For all those who want more than just the drugstore’s mush.

Who is this post for? It is for all those who want to get more out of their skin and are ready to leave the comfort zone of the drugstore. When it comes to anti-aging, the drugstore makes us fall asleep and the clocks stand still. Also because manufacturers would have to fear mass complaints if they were to use certain active ingredients in effective concentrations, because these may not feel good at first and/or cause side effects.

We have therefore been fed up with drugstore food for a long time, which in the end everyone has to decide for themselves.
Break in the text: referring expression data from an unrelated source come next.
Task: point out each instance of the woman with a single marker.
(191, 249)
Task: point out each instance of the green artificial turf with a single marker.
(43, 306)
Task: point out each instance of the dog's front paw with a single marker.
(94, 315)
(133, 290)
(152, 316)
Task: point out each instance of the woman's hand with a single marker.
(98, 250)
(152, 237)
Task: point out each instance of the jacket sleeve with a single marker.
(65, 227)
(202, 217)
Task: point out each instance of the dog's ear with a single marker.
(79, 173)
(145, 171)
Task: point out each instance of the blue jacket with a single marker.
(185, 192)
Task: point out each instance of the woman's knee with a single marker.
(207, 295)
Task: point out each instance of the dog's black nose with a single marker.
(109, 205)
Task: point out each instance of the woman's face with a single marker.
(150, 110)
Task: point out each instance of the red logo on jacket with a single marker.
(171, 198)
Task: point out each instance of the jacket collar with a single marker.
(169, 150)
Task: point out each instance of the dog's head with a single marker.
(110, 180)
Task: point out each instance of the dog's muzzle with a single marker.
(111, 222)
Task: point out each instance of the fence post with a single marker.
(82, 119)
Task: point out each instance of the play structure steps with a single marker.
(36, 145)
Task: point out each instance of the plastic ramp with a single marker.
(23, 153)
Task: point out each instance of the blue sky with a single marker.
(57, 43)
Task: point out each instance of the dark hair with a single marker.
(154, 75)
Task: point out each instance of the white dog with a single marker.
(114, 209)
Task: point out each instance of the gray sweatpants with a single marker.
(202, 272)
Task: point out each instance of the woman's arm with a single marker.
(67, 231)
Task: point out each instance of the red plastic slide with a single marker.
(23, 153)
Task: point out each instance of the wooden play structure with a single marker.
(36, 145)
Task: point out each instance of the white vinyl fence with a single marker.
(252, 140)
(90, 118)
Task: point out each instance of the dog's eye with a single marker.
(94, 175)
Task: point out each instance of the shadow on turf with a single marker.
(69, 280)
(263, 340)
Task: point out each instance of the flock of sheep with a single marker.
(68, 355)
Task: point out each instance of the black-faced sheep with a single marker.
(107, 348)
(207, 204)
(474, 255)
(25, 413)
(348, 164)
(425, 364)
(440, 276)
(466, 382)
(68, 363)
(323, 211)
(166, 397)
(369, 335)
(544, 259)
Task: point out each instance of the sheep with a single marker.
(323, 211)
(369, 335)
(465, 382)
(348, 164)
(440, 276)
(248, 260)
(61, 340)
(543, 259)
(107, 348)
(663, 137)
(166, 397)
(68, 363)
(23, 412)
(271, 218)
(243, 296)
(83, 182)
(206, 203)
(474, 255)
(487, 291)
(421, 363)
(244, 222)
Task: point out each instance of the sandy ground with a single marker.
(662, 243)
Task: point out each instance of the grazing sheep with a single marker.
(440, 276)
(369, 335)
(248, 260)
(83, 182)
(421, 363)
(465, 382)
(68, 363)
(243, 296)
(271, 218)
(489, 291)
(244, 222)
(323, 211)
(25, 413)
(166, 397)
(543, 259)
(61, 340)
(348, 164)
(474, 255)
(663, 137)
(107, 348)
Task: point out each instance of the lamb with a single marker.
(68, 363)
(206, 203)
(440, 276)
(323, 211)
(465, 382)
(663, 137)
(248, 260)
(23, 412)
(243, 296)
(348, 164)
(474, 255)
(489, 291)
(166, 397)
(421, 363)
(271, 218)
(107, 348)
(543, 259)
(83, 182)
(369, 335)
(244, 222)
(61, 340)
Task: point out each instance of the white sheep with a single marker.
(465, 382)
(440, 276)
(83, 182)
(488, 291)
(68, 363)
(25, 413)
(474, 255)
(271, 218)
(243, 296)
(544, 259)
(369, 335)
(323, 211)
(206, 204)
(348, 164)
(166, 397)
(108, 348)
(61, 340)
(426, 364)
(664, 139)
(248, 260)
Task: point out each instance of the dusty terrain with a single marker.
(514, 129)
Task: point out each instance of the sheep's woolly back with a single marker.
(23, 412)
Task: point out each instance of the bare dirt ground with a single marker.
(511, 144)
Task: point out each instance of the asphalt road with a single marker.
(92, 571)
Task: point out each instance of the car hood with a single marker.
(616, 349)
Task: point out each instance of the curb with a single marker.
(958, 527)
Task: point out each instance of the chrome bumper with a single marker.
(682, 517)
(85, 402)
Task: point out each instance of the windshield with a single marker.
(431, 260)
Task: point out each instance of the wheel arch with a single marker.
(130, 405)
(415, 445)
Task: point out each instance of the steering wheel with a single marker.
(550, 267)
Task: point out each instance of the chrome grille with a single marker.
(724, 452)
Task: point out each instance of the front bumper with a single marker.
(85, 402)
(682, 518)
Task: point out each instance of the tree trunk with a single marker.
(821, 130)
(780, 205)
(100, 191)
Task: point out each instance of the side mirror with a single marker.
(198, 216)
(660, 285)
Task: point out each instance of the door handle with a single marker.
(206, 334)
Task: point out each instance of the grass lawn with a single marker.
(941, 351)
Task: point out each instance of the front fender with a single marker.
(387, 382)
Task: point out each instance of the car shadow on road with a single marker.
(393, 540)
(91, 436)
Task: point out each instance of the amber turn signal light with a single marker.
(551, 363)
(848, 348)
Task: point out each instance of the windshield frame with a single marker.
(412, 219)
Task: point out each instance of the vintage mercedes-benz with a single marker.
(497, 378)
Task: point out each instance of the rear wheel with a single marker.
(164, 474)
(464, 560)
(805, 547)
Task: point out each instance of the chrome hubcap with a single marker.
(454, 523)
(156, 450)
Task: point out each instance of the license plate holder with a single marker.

We are dm and Rossmann children ourselves, but we simply don’t buy skin care there anymore. Even back then, in 2013, we were still armed with a real block and pencil and were still in the drugstore, had our first handwritten checklist of active ingredients with us and wanted to see which products contained them. After hours of work and feeling a thousand pots and tubes later, Olaz and Diadermine just made it into our basket.
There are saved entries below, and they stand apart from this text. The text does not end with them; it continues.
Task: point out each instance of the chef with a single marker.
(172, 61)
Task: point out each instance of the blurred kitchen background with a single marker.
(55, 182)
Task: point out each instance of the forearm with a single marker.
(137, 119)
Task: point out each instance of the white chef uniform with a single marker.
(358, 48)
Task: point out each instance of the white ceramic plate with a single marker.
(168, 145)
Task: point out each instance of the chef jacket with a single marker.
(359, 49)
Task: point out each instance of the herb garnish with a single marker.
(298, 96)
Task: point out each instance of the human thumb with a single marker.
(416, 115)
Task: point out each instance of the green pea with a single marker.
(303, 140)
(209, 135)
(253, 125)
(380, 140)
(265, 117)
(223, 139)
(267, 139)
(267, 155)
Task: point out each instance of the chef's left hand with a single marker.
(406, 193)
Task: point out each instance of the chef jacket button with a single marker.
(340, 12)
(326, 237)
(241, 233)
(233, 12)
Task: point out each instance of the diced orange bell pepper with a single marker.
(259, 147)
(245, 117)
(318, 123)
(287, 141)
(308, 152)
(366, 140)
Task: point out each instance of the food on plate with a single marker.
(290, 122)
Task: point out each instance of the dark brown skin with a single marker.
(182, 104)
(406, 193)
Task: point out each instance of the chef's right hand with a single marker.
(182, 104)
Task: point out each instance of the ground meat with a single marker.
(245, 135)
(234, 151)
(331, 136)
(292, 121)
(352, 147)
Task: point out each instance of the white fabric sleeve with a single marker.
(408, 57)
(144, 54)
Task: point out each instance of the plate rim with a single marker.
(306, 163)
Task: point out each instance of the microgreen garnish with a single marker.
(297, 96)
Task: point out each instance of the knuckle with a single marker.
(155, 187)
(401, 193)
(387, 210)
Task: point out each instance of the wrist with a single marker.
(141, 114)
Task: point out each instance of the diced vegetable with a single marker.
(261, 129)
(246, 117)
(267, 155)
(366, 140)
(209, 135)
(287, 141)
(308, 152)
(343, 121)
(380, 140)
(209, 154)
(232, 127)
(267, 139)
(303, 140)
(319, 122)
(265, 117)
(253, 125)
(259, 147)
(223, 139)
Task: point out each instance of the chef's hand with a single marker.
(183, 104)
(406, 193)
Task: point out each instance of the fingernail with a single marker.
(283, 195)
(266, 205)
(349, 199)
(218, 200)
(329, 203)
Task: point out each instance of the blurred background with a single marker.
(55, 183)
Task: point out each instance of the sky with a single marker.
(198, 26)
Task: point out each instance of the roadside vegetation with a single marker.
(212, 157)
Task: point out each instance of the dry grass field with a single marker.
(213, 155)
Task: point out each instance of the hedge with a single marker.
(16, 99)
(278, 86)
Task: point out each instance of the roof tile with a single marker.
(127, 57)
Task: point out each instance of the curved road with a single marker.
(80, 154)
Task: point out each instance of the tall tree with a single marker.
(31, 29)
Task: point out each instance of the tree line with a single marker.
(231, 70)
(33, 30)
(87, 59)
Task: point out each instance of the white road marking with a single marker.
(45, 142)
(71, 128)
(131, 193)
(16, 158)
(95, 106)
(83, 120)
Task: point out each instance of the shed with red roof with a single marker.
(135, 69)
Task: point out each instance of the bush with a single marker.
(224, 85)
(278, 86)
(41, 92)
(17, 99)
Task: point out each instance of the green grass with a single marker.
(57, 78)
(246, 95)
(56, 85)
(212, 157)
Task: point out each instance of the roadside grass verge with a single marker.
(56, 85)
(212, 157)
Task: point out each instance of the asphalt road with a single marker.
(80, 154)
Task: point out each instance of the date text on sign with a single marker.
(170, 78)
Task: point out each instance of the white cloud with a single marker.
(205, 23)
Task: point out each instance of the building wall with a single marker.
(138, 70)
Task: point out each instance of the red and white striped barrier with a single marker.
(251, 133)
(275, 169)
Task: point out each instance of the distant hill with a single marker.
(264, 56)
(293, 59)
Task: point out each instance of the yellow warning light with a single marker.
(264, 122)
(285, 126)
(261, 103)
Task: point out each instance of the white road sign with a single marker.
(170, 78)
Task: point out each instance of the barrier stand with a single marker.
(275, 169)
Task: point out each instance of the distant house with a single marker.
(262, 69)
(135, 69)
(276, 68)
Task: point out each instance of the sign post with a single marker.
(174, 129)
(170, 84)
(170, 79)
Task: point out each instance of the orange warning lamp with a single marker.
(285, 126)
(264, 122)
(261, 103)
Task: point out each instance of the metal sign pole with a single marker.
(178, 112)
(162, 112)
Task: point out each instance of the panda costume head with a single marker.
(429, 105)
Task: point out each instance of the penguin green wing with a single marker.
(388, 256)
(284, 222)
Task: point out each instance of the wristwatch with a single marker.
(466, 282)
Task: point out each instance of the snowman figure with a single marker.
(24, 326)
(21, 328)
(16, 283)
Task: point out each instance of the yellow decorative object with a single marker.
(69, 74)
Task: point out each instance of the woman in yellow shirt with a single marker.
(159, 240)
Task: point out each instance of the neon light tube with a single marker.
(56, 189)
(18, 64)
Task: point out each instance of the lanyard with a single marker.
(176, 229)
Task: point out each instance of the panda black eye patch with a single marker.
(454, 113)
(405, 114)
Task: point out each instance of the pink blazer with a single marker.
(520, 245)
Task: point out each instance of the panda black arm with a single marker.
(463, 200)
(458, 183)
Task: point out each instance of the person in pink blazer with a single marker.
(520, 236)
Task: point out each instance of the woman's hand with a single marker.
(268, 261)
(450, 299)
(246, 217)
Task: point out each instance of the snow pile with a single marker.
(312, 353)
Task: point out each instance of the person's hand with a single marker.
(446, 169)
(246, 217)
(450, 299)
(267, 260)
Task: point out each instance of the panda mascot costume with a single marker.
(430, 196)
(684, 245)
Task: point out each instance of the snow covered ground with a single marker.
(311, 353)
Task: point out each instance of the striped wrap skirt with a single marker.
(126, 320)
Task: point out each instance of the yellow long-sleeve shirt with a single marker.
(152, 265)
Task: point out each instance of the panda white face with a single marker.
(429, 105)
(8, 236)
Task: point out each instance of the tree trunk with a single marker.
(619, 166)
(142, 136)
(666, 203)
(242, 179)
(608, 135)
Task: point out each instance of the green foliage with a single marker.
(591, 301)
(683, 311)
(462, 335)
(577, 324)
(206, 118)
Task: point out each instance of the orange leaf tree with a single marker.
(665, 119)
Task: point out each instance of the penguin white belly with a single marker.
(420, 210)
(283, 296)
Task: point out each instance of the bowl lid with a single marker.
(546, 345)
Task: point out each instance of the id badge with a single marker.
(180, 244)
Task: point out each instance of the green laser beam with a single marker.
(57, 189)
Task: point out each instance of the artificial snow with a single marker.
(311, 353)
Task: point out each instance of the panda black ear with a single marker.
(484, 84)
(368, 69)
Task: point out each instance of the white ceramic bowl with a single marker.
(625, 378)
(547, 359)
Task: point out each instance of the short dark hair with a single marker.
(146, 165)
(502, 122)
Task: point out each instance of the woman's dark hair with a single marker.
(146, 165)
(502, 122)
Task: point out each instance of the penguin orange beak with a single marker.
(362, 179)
But today, more than 4 years later, we have quite different anti-aging treasures ready. If it’s about high-end active substances, i.e. substances whose effect has been proven and which even dermatologists use successfully over decades, you’ll like our contribution. Even old INCI hares may learn something new. Today we are also discussing which special active ingredients we still use regularly after years and how we can reconcile them all.

Fine-tuning thanks to anti-aging special active ingredients

Why so special? Why do we have to turn bathroom upside down? There used to be a piece of soap and the well-known Nivea can. We have long broken through such old patterns. Because if you know how, nobody has to look older than he is. So we can help determine how we age through coordinated skin care, potent active ingredients and a healthy lifestyle. This is superlative anti-aging.
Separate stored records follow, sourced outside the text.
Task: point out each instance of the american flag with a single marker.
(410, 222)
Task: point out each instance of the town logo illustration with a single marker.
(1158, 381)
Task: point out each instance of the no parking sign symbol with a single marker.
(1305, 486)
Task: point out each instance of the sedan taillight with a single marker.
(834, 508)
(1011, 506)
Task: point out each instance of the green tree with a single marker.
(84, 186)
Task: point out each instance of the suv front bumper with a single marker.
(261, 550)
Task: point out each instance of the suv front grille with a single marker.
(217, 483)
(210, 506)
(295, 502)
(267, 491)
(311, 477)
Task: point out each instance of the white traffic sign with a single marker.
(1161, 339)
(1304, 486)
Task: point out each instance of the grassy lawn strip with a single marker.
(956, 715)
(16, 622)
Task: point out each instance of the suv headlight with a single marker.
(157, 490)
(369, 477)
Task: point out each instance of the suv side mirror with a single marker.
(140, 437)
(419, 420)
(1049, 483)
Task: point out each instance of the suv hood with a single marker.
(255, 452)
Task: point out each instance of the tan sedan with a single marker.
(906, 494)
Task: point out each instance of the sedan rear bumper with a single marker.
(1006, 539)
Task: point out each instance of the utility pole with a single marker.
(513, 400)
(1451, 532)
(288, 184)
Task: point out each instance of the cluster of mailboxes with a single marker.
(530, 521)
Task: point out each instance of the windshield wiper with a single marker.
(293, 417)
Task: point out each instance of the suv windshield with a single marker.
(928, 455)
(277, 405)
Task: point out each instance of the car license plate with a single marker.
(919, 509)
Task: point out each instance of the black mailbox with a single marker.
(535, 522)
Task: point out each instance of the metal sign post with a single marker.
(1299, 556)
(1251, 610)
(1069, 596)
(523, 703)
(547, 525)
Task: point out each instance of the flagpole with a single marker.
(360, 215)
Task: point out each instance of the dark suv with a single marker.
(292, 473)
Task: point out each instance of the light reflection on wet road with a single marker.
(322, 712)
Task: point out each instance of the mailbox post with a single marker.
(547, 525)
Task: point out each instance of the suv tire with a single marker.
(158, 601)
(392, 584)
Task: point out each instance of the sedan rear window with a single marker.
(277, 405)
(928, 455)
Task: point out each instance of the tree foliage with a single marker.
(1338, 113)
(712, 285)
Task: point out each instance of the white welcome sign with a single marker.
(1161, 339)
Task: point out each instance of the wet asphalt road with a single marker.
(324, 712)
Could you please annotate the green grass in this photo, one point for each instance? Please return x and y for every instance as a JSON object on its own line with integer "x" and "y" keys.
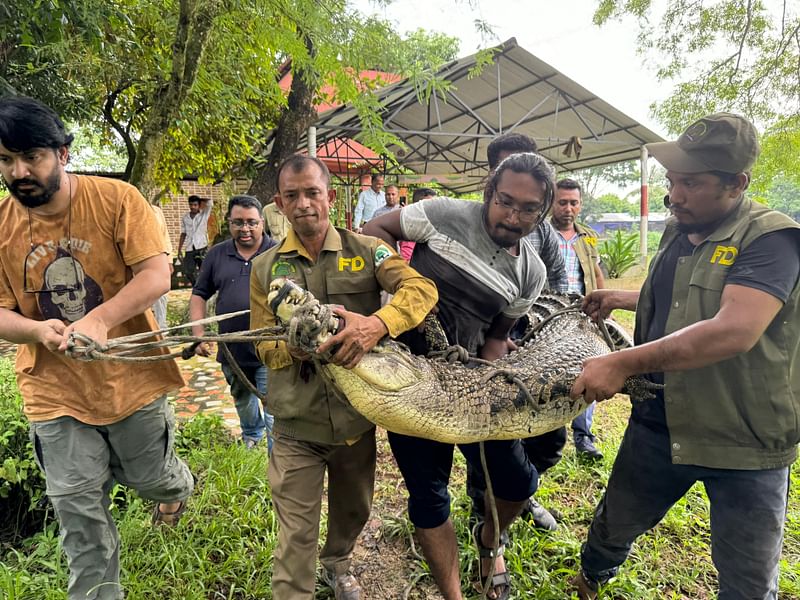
{"x": 673, "y": 561}
{"x": 223, "y": 546}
Rough, dull, dry or oily skin? Loss of elasticity, wrinkles, sun damage, pigment spots or acne? On the other hand, several herbs (active ingredients) have grown at the same time, some of which have a lot of hum, so they don’t have to be the Holy Grail for everyone. Some of them also require a prescription.

The over-the-counter active ingredients do not need to hide behind the prescription ones in terms of their effect, they are also better tolerated by the skin, are more beautifully formulated, more elegant in their application and also slow down the aging process of the skin: and that lets us gain years in appearance. Who doesn’t want that when you know how to do it!

What special active ingredients do you need?

We have been using glycolic and salicylic acid since 2013, retinoids since 2014 and ascorbic acid since 2015 and for some time azelaic acid, which plays a subordinate role for our skin compared to the other active ingredients. We can now look back on several years of experience.

In general, the division of the active ingredients into morning and evening has proved successful for us: ascorbic acid in the morning and chemical peelings and retinoids in the evening. You can read how often we currently use them and why.

Note: Which active ingredients you need in the end or not depends on whether you can tolerate the individual active ingredients, which skin problems you want to solve and which active ingredients you want to use consistently in the future to support the skin to stay fresh and crunchy, hello collagen build-up – for a beautiful and firm skin at any age!

We start with glycolic acid (AHA), our favourite active ingredient. Oh, yawn, could say die-hard readers. Yep, we’d say, because we’ve been digging up Dr. Denese, Dr. Schultz and other things worth knowing about what we’ve been doing in the last few weeks. PS: This article should be much shorter :D…

Important: Glycolic acid or retinoids or both?

The following was new territory for us: For Dr. Neal Schultz, glycolic acid has even replaced retinoids, yes, read correctly! To understand: Retinoids are the umbrella term for substances related to vitamin A. Dr. Schultz refers to the prescription variant tretinoin (vitamin A acid), which was patented in America in 1967 under the name Retin-A as an acne remedy by Dr. Kligman:

In 1967, he patented Retin-A, a vitamin A derivative known generically as tretinoin, as an acne treatment and received a new patent in 1986 after discovering the drug’s wrinkle-fighting ability. Source Washington Post, this post is also interesting Retinoids in the treatment of skin aging. Actually an acne drug, but in the early 1980s it was discovered that tretinoin also fights the effects of photoaging. Photoaging means premature skin aging due to UV radiation:

The skin ages faster than normal, resulting in (deep) wrinkles, coarser dermis, sagged, rough skin, redness and pigmentation disorders. The active ingredient was then also approved as an anti-wrinkle agent, which is only available on prescription. Since then, retinoids have been on everyone’s lips in dermatology. This is also the case in his practice. When glycolic acid came onto the market in the 1990s, he decided against retinoids and for glycolic acid.

There are good reasons why tretinoin is only available on prescription. It is much more aggressive/skin-irritating than the freely available variant retinol, which even in low doses improves the appearance of the skin and is usually very well tolerated. Tretinoin, on the other hand, can peel the skin, which is why it also serves as a peeling in dermatological practices in higher dosages (1-5% / cf. Tretinoin creams are available with 0.025%, 0.05% and 0.1%, which can already lead to stronger side effects, so also to a stronger skin flaking, ouch!).